VI. Let them know that their prophets, who give them warning of judgments approaching, deliver nothing to them but what they have received from the Lord to be delivered to his people. 1. God makes it known beforehand to the prophets (Amos 3:7): Surely the Lord Jehovah will do nothing, none of that evil in the city spoken of (Amos 3:6), but he reveals it to his servants the prophets, though to others it is a secret. Therefore those know not what they do who make light of the warnings which the prophets give them, in God’s name. Observe, God’s prophets are his servants, whom he employs to go on his errands to the children of men. The secret of God is with them; it is in some sense with all the righteous (Prov. 3:32), with all that fear God (Ps. 25:14), but in a peculiar manner with the prophets, to whom the Spirit of prophecy is a Spirit of revelation. It would have put honour enough upon prophets if it had been only said that sometimes God is pleased to reveal to his prophets what he designs to do, but it speaks something very great to say that he does nothing but what he reveals to them, as if they were the men of his counsel. Shall I hide from Abraham, who is a prophet, the thing which I do? Gen. 18:17. God will therefore be sure to reckon with those that put contempt on the prophets, whom he puts this honour upon. 2. The prophets cannot but make that known to the people which God has made known to them (Amos 3:8): The Lord God has spoken; who can but prophesy? His prophets, to whom he has spoken in secret by dreams and visions, cannot but speak in public to the people what they have heard from God. They are so full of those things themselves, so well assured concerning them, and so much affected with them, that they cannot but speak of them; for out of the abundance of the heart the mouth will speak. I believed; therefore have I spoken, Acts 4:20. Nay, and besides the prophetic impulse which went along with the inspiration, and made the word like a fire in their bones (Jer. 20:9), they received a command from God to deliver what they had been charged with; and they would have been false to their trust if they had not done it. Necessity was laid upon them, as upon the preachers of the gospel, 1 Cor. 9:16.

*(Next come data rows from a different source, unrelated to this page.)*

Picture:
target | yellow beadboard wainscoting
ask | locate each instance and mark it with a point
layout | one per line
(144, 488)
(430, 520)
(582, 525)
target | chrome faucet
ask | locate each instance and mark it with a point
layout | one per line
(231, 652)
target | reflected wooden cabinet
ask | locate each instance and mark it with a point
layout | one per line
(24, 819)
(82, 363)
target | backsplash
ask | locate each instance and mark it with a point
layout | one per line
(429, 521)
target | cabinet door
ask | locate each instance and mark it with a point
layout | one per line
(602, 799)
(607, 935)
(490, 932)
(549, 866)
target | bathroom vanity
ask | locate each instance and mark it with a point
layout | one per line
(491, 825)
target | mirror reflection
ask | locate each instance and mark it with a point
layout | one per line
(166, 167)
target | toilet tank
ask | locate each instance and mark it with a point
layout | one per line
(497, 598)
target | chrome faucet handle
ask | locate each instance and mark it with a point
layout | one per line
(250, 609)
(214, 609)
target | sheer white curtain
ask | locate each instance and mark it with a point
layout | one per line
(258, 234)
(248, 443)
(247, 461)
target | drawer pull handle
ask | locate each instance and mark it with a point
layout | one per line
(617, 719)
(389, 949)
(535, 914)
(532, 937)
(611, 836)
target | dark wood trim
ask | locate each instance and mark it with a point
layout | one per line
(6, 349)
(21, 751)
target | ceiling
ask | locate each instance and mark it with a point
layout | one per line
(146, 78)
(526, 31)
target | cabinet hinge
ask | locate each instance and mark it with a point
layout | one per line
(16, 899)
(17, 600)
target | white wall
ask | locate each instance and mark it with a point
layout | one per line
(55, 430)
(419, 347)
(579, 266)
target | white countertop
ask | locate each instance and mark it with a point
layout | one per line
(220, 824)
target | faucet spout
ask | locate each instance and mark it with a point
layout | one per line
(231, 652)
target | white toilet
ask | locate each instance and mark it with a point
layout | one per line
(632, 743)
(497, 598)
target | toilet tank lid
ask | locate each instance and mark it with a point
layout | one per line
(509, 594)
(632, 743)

VII. Let them know that they ought to tremble before God upon the fair warning he had given them, as they would, 1. Upon the sounding of a trumpet, to give notice of the approach of the enemy, that all may stand upon their guard and stand to their arms: Shall a trumpet be blown in the city, and the people be not afraid, or run together? so some read it, Amos 3:6. Will they not immediately come together in a fright, to consider what is best to be done for the common safety? Yet when God by his prophets gives them notice of their danger, and summons them to come and enlist themselves under his banner, it makes no impression; they will sooner give credit to a watchman on their walls than to a prophet sent of God, will sooner obey the summons of the governor of their city than the orders given them by the Governor of the world. God says, Hearken to the voice of the trumpet; but they will not hearken, nay, and they tell him plainly that they will not, Jer. 6:17. 2. Upon the roaring of a lion. God is sometimes as a lion, and a young lion, to the house of Judah, Hos. 5:14. The lion roars before he tears; thus God warns before he wounds. If therefore the lion roars upon a poor traveller (as he did against Samson, Jdg. 14:5), he cannot but be put into great consternation; yet the Lord roars out of Zion (Amos 1:2), and none are afraid, but they go on securely as if they were in no danger. Note, The fair warning given to a careless world, if it be not taken, will aggravate its condemnation another day. The lion roared, and they were not moved with fear to prepare an ark. O the amazing stupidity of an unbelieving world, that will not be wrought upon, no, not by the terrors of the Lord!